A pior parte de perder alguém que amamos é o fato dela levar consigo uma parte de você. Haverão momentos nos quais a dor da despedida tomará de conta por algum tempo. Podem ser horas, dias, semanas, meses, anos e até mesmo para sempre. Imprevisível e indeterminado. Nesse tempo, somos irresponsáveis por nossas ações.

Como poderia ser quando a emoção fala mais alto que a razão e coisa outra qualquer? De repente, você se encontra ali, perdido, sem saber o que fazer em seguida. Para os outros aparentará sempre melhor do que como realmente está. As pessoas dizem coisas do tipo “vai ficar tudo bem com o tempo” e perguntam como você está inúmeras vezes.

Mas aqui está a verdade, no fundo nem se importam com sua resposta e preferem a mentira descarada de que tu estejas bem a ter de escutar seus pesadelos e lidar com os mesmos. Eu entendo isso. Quem gostaria de problemas alheios quando já tem os seus, não é mesmo? Ninguém verdadeiramente os quer ao menos que seja pago por isso. Grande sociedade! Rica em preços. Miserável em valores.

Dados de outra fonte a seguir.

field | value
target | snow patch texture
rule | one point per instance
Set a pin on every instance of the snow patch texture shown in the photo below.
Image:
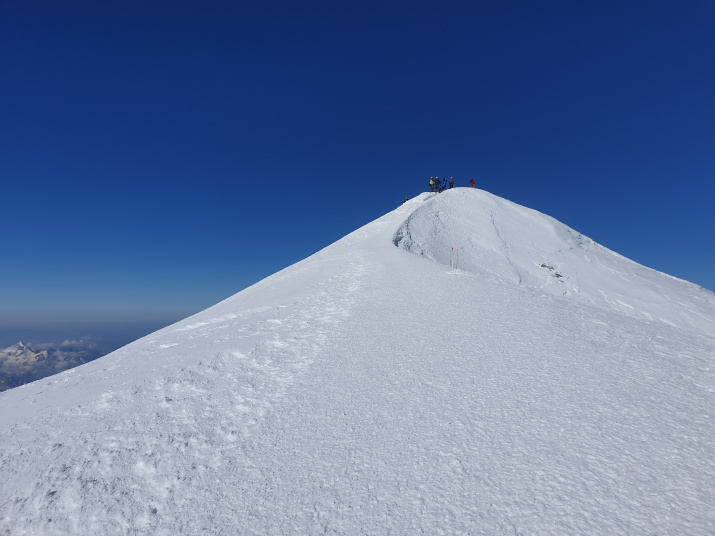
(367, 390)
(495, 238)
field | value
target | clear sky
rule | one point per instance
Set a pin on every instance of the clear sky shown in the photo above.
(157, 157)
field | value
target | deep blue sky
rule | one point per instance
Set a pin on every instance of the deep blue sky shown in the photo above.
(157, 157)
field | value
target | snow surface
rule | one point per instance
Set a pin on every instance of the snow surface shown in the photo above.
(374, 389)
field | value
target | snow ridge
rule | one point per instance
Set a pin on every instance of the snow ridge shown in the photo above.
(373, 389)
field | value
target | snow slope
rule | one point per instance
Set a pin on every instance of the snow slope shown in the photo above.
(367, 390)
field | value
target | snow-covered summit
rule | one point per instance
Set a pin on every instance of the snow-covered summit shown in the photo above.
(369, 390)
(495, 238)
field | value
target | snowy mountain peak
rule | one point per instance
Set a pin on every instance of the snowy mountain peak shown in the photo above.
(541, 384)
(496, 239)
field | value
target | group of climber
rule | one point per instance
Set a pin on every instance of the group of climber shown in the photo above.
(440, 186)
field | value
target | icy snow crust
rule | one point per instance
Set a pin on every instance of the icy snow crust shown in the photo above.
(367, 390)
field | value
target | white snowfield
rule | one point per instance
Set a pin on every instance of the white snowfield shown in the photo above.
(374, 389)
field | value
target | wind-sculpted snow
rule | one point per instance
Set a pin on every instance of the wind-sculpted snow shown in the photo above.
(497, 239)
(366, 390)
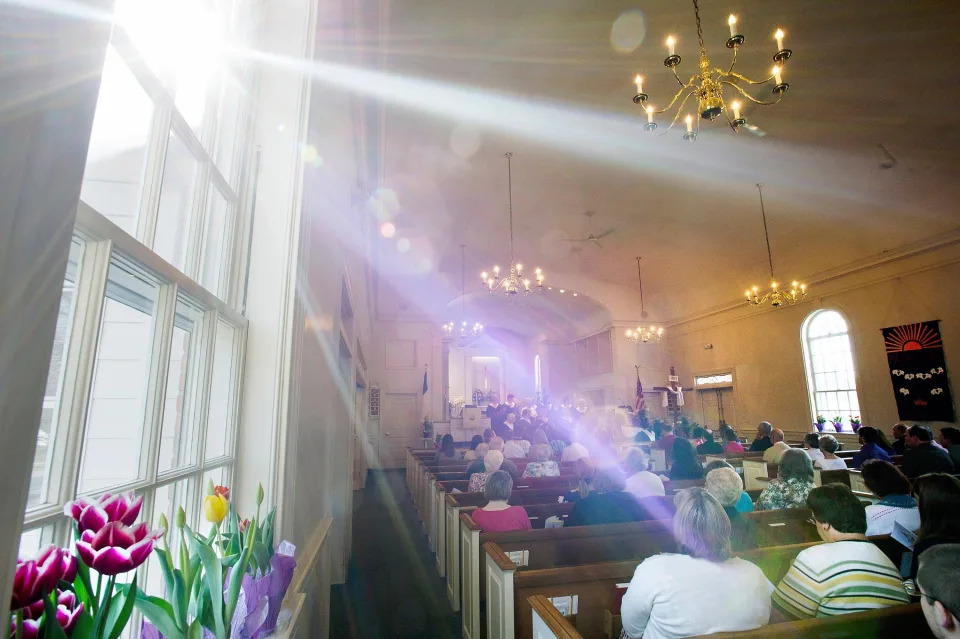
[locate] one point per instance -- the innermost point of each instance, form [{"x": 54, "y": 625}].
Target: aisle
[{"x": 392, "y": 587}]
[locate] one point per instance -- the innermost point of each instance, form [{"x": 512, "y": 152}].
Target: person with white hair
[
  {"x": 491, "y": 464},
  {"x": 703, "y": 588},
  {"x": 641, "y": 482}
]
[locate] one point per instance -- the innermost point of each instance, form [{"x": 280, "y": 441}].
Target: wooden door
[{"x": 399, "y": 428}]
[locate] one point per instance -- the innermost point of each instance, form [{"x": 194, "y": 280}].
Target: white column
[{"x": 49, "y": 83}]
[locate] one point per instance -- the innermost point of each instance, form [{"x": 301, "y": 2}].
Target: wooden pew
[{"x": 895, "y": 622}]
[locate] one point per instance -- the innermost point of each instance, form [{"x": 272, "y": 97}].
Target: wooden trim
[
  {"x": 556, "y": 622},
  {"x": 499, "y": 557}
]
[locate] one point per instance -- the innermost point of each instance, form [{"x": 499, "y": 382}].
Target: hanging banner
[{"x": 919, "y": 372}]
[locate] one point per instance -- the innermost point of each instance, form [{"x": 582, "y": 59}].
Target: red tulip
[
  {"x": 36, "y": 578},
  {"x": 116, "y": 548},
  {"x": 93, "y": 514}
]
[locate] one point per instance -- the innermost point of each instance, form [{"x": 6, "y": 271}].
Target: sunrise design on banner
[{"x": 919, "y": 372}]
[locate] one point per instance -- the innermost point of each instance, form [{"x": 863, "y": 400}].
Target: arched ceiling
[{"x": 542, "y": 78}]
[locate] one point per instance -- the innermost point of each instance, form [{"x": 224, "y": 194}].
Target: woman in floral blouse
[{"x": 792, "y": 485}]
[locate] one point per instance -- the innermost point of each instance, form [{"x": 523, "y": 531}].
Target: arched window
[{"x": 831, "y": 378}]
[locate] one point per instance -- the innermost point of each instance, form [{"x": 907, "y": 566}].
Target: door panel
[{"x": 399, "y": 428}]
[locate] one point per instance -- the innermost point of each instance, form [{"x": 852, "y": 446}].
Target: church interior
[{"x": 302, "y": 301}]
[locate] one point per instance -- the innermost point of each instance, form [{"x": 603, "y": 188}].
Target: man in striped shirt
[{"x": 846, "y": 574}]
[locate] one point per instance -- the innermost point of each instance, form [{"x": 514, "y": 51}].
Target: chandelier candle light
[
  {"x": 643, "y": 333},
  {"x": 707, "y": 85},
  {"x": 464, "y": 330},
  {"x": 775, "y": 295},
  {"x": 514, "y": 282}
]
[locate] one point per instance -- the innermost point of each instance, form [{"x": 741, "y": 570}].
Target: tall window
[
  {"x": 143, "y": 386},
  {"x": 831, "y": 377}
]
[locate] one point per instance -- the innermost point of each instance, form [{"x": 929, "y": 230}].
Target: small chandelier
[
  {"x": 464, "y": 330},
  {"x": 643, "y": 333},
  {"x": 776, "y": 296},
  {"x": 514, "y": 282},
  {"x": 707, "y": 85}
]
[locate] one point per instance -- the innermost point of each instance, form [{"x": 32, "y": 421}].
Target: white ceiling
[{"x": 541, "y": 78}]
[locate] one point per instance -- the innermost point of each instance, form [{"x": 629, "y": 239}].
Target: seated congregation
[{"x": 706, "y": 530}]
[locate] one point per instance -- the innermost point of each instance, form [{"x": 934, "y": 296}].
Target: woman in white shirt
[
  {"x": 811, "y": 446},
  {"x": 703, "y": 589},
  {"x": 828, "y": 446},
  {"x": 896, "y": 506},
  {"x": 641, "y": 482}
]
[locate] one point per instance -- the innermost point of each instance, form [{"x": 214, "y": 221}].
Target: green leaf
[
  {"x": 159, "y": 613},
  {"x": 213, "y": 580},
  {"x": 122, "y": 616},
  {"x": 51, "y": 629}
]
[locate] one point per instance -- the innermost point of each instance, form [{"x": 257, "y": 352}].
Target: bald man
[
  {"x": 773, "y": 454},
  {"x": 762, "y": 441}
]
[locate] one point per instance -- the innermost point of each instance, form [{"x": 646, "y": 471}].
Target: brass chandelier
[
  {"x": 707, "y": 85},
  {"x": 643, "y": 334},
  {"x": 513, "y": 282},
  {"x": 776, "y": 296},
  {"x": 464, "y": 330}
]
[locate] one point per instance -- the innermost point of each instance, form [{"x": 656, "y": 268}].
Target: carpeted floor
[{"x": 392, "y": 587}]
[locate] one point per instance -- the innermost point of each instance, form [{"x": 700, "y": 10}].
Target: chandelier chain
[{"x": 766, "y": 234}]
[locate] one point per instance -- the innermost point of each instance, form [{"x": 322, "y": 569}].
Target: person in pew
[
  {"x": 896, "y": 505},
  {"x": 727, "y": 487},
  {"x": 773, "y": 454},
  {"x": 608, "y": 503},
  {"x": 873, "y": 445},
  {"x": 710, "y": 445},
  {"x": 940, "y": 590},
  {"x": 846, "y": 574},
  {"x": 492, "y": 462},
  {"x": 731, "y": 441},
  {"x": 497, "y": 443},
  {"x": 938, "y": 497},
  {"x": 811, "y": 446},
  {"x": 762, "y": 441},
  {"x": 471, "y": 455},
  {"x": 922, "y": 455},
  {"x": 828, "y": 446},
  {"x": 793, "y": 483},
  {"x": 685, "y": 463},
  {"x": 641, "y": 482},
  {"x": 702, "y": 589},
  {"x": 498, "y": 515},
  {"x": 899, "y": 439},
  {"x": 540, "y": 464},
  {"x": 950, "y": 439},
  {"x": 448, "y": 449}
]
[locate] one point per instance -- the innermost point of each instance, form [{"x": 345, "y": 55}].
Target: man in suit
[{"x": 922, "y": 456}]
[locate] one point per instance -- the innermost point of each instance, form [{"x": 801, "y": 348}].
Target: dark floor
[{"x": 392, "y": 587}]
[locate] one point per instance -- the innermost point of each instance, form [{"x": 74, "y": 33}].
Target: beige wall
[{"x": 762, "y": 347}]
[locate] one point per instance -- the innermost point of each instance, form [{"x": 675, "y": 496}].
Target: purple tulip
[
  {"x": 116, "y": 548},
  {"x": 95, "y": 514},
  {"x": 36, "y": 578}
]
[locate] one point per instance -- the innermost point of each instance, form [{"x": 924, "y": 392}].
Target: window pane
[
  {"x": 115, "y": 421},
  {"x": 214, "y": 242},
  {"x": 118, "y": 145},
  {"x": 176, "y": 203},
  {"x": 222, "y": 393},
  {"x": 47, "y": 434},
  {"x": 177, "y": 440}
]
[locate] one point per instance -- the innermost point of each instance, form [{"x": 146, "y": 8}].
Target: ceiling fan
[{"x": 591, "y": 236}]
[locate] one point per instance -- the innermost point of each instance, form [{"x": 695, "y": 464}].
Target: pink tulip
[
  {"x": 36, "y": 578},
  {"x": 116, "y": 548},
  {"x": 95, "y": 514}
]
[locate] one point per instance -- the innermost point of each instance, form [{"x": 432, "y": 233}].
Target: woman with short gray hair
[
  {"x": 657, "y": 602},
  {"x": 498, "y": 515}
]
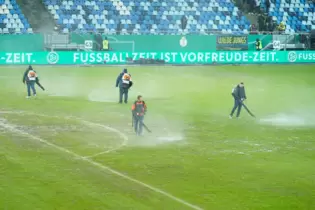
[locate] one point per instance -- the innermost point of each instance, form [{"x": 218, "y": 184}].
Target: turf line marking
[
  {"x": 13, "y": 129},
  {"x": 88, "y": 123}
]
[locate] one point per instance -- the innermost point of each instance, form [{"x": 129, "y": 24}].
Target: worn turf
[{"x": 55, "y": 149}]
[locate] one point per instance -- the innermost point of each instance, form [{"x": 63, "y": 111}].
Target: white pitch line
[
  {"x": 12, "y": 128},
  {"x": 122, "y": 135}
]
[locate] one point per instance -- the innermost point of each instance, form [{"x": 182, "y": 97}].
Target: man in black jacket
[{"x": 239, "y": 96}]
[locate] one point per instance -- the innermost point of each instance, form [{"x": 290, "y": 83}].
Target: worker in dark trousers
[
  {"x": 239, "y": 96},
  {"x": 30, "y": 78},
  {"x": 139, "y": 109},
  {"x": 124, "y": 82},
  {"x": 258, "y": 45}
]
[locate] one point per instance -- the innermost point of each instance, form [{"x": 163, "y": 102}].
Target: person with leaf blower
[
  {"x": 124, "y": 82},
  {"x": 30, "y": 78},
  {"x": 239, "y": 96},
  {"x": 139, "y": 109}
]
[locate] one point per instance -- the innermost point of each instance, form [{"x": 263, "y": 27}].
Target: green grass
[{"x": 221, "y": 164}]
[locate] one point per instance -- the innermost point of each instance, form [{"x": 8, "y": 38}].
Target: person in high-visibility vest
[
  {"x": 105, "y": 44},
  {"x": 258, "y": 45}
]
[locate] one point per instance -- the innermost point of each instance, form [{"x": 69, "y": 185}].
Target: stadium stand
[
  {"x": 11, "y": 18},
  {"x": 147, "y": 17},
  {"x": 298, "y": 15}
]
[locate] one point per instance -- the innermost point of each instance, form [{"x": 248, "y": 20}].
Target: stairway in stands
[{"x": 38, "y": 16}]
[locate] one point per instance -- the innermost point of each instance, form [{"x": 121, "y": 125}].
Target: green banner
[{"x": 223, "y": 57}]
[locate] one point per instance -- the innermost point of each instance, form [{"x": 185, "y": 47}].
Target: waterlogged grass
[{"x": 195, "y": 152}]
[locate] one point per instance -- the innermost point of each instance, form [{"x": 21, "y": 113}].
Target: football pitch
[{"x": 73, "y": 146}]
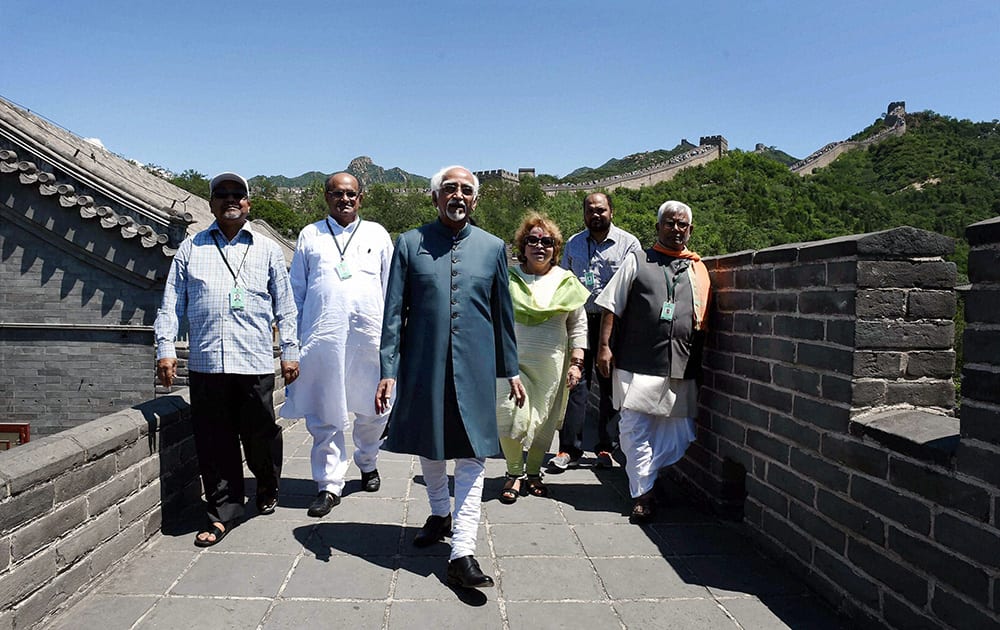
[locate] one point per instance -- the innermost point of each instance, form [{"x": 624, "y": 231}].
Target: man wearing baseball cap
[{"x": 231, "y": 283}]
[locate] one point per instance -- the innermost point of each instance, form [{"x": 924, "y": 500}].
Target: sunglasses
[
  {"x": 340, "y": 194},
  {"x": 680, "y": 225},
  {"x": 222, "y": 194},
  {"x": 451, "y": 188},
  {"x": 545, "y": 241}
]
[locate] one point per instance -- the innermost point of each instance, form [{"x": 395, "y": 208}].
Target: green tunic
[{"x": 447, "y": 312}]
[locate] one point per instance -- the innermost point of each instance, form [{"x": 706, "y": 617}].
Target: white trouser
[
  {"x": 469, "y": 475},
  {"x": 649, "y": 444},
  {"x": 329, "y": 452}
]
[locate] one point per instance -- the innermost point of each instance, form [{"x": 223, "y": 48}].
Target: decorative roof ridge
[{"x": 120, "y": 180}]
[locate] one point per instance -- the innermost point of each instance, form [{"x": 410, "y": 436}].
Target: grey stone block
[
  {"x": 795, "y": 431},
  {"x": 904, "y": 274},
  {"x": 968, "y": 579},
  {"x": 39, "y": 461},
  {"x": 81, "y": 480},
  {"x": 775, "y": 302},
  {"x": 139, "y": 504},
  {"x": 817, "y": 527},
  {"x": 82, "y": 541},
  {"x": 881, "y": 303},
  {"x": 24, "y": 507},
  {"x": 890, "y": 504},
  {"x": 906, "y": 335},
  {"x": 851, "y": 515},
  {"x": 941, "y": 487},
  {"x": 116, "y": 548},
  {"x": 822, "y": 414},
  {"x": 788, "y": 481},
  {"x": 828, "y": 475},
  {"x": 931, "y": 305},
  {"x": 855, "y": 455},
  {"x": 940, "y": 364},
  {"x": 48, "y": 598},
  {"x": 26, "y": 577},
  {"x": 43, "y": 531},
  {"x": 121, "y": 486}
]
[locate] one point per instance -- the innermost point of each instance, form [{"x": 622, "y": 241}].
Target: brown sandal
[
  {"x": 511, "y": 489},
  {"x": 643, "y": 510},
  {"x": 535, "y": 486}
]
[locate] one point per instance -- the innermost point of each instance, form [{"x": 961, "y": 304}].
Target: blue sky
[{"x": 268, "y": 88}]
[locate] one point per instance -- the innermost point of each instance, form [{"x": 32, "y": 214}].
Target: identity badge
[
  {"x": 667, "y": 312},
  {"x": 343, "y": 270},
  {"x": 237, "y": 298}
]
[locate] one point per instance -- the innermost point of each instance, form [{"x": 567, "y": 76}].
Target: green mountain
[
  {"x": 618, "y": 166},
  {"x": 361, "y": 167}
]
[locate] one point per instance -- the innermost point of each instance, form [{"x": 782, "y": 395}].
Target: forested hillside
[{"x": 942, "y": 175}]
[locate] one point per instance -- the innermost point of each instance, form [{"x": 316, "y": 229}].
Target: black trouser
[
  {"x": 227, "y": 409},
  {"x": 571, "y": 434}
]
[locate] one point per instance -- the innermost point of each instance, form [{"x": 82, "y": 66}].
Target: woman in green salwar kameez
[{"x": 551, "y": 330}]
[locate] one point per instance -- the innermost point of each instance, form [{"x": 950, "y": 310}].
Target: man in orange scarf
[{"x": 660, "y": 298}]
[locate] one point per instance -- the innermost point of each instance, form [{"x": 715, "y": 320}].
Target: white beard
[{"x": 457, "y": 214}]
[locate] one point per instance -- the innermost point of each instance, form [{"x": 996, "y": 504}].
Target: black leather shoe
[
  {"x": 435, "y": 529},
  {"x": 465, "y": 572},
  {"x": 324, "y": 502},
  {"x": 371, "y": 482}
]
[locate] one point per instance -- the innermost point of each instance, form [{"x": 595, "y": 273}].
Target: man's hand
[
  {"x": 290, "y": 371},
  {"x": 166, "y": 371},
  {"x": 605, "y": 361},
  {"x": 383, "y": 393},
  {"x": 517, "y": 393}
]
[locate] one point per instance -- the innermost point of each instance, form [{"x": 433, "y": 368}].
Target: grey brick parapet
[
  {"x": 828, "y": 421},
  {"x": 73, "y": 504}
]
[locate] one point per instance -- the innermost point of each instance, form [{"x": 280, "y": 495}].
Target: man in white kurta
[
  {"x": 659, "y": 298},
  {"x": 339, "y": 275}
]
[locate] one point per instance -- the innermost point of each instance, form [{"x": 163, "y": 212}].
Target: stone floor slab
[
  {"x": 341, "y": 577},
  {"x": 642, "y": 578},
  {"x": 678, "y": 614},
  {"x": 534, "y": 539},
  {"x": 314, "y": 615},
  {"x": 234, "y": 574},
  {"x": 549, "y": 579},
  {"x": 217, "y": 613},
  {"x": 105, "y": 612},
  {"x": 561, "y": 615}
]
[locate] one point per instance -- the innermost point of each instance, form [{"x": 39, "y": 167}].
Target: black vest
[{"x": 645, "y": 343}]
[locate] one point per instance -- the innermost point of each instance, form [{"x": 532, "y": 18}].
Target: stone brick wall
[
  {"x": 827, "y": 422},
  {"x": 75, "y": 330},
  {"x": 73, "y": 504}
]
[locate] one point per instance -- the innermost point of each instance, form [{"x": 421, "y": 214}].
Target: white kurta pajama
[
  {"x": 340, "y": 324},
  {"x": 656, "y": 424}
]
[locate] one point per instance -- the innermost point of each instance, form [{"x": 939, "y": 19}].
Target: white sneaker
[{"x": 562, "y": 461}]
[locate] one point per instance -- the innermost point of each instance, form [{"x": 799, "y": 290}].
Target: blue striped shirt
[
  {"x": 223, "y": 339},
  {"x": 582, "y": 254}
]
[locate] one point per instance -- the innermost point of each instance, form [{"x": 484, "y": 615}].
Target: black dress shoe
[
  {"x": 324, "y": 502},
  {"x": 371, "y": 482},
  {"x": 465, "y": 572},
  {"x": 435, "y": 529}
]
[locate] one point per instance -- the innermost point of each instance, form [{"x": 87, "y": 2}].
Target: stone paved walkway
[{"x": 569, "y": 561}]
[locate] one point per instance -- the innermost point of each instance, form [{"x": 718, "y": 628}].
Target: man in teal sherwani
[{"x": 447, "y": 335}]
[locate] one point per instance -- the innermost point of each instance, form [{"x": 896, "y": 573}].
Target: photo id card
[
  {"x": 667, "y": 312},
  {"x": 237, "y": 296},
  {"x": 343, "y": 270}
]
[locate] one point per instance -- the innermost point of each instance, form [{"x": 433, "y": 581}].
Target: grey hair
[
  {"x": 438, "y": 178},
  {"x": 674, "y": 206}
]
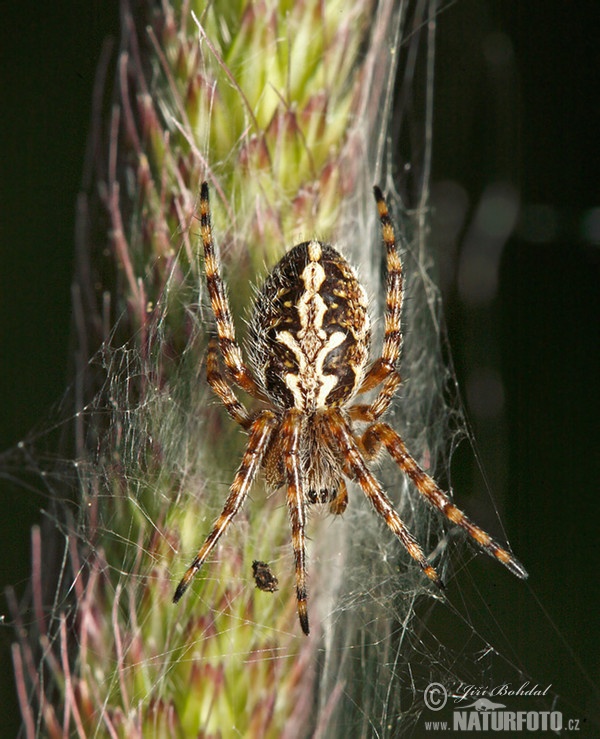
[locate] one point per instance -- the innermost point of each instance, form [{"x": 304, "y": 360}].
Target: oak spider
[{"x": 309, "y": 339}]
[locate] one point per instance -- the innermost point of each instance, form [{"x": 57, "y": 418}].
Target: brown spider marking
[{"x": 309, "y": 341}]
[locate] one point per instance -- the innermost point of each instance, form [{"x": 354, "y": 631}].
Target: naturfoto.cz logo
[{"x": 483, "y": 713}]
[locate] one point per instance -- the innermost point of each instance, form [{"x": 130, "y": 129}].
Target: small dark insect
[
  {"x": 264, "y": 577},
  {"x": 309, "y": 342}
]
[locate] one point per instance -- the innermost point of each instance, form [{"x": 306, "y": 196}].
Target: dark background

Tenho dito: Os vermes da putrefação são tão leais quanto às lágrimas aos pés do seu leito de morte e todo o sentimento ante e póstumo. É válido ressaltar sobre os dois mais profundos e sobressaídos, amor e arrependimento. Juntos? Dilaceram a alma e mente, pouco a pouco, como o veneno colocado para junto da comida de mais uma vítima de Paulo Ruan, chamada Lídia.

Com uma infância cheias de abusos oriundos de uma mãe, Patrícia, submissa e pai, Ricardo, covardemente agressivo. Paulo Ruan canalizou todo o seu ódio às mulheres que viria a matar. Um garoto doce e inocente tornou-se homem impiedoso, frio e calculista. Fazia com que a pessoa acreditasse em todo o seu teatro sobre o quanto a amava. Cada detalhe acerca da rotina e costumes era analisado por esta mente destruída. Ações e reações.

Começava a envenenar aos poucos, mas não com o intuito de matar logo e sim a fim de causar danos lentamente ao corpo e psicológico da vítima. Chegava a tal ponto do prestatito oferecer-se a ajudar, ganhando confiança e ternura da pessoa enquantoa deixava impotente e submissa quanto a, respectivamente, ele e Patrícia – primeira de vinte e cinco mortas. Único homem foi seu genitor.

Graças a herança de seu primeiro homicídio – seus pais, vivia sempre mudando de cidade, nome, aparência e personalidade. Lídia tinha lá seus 48 anos, médica, morava sozinha, sem animais de estimação e um filho que estudava noutro país. Desde o seu divórcio, não havia dado a si  chance de encontrar alguém novo. Para seu azar, resolveu dá-la a pessoa errada.

Após meses saindo juntos, Paulo Ruan já estava com todos os preparativos prontos e a cada hora mais ansioso com o esperado dia aproximando-se. No fundo, ele sabia que tudo sairia com o planejado até ali. Entretanto, como as demais vezes só iria relaxar a partir do momento em que ela desse seu último suspiro de vida. Era um prazer assistir a morte de uma vítima. Sentia-se orgulhoso.

Cegamente ele não percebeu diante dos olhos sua semelhante. Pelas ironias existentes, dois seres tão compatíveis encontraram-se numa noite nada casual. Dois atores doentes num teatro macabro. Já dizia Vinícius de Moraes, a vida é a arte do encontro, embora haja tanto desencontro pela vida.

Esperado sábado à noite. 

A atuação para um ali se encerrou junto a sua existência.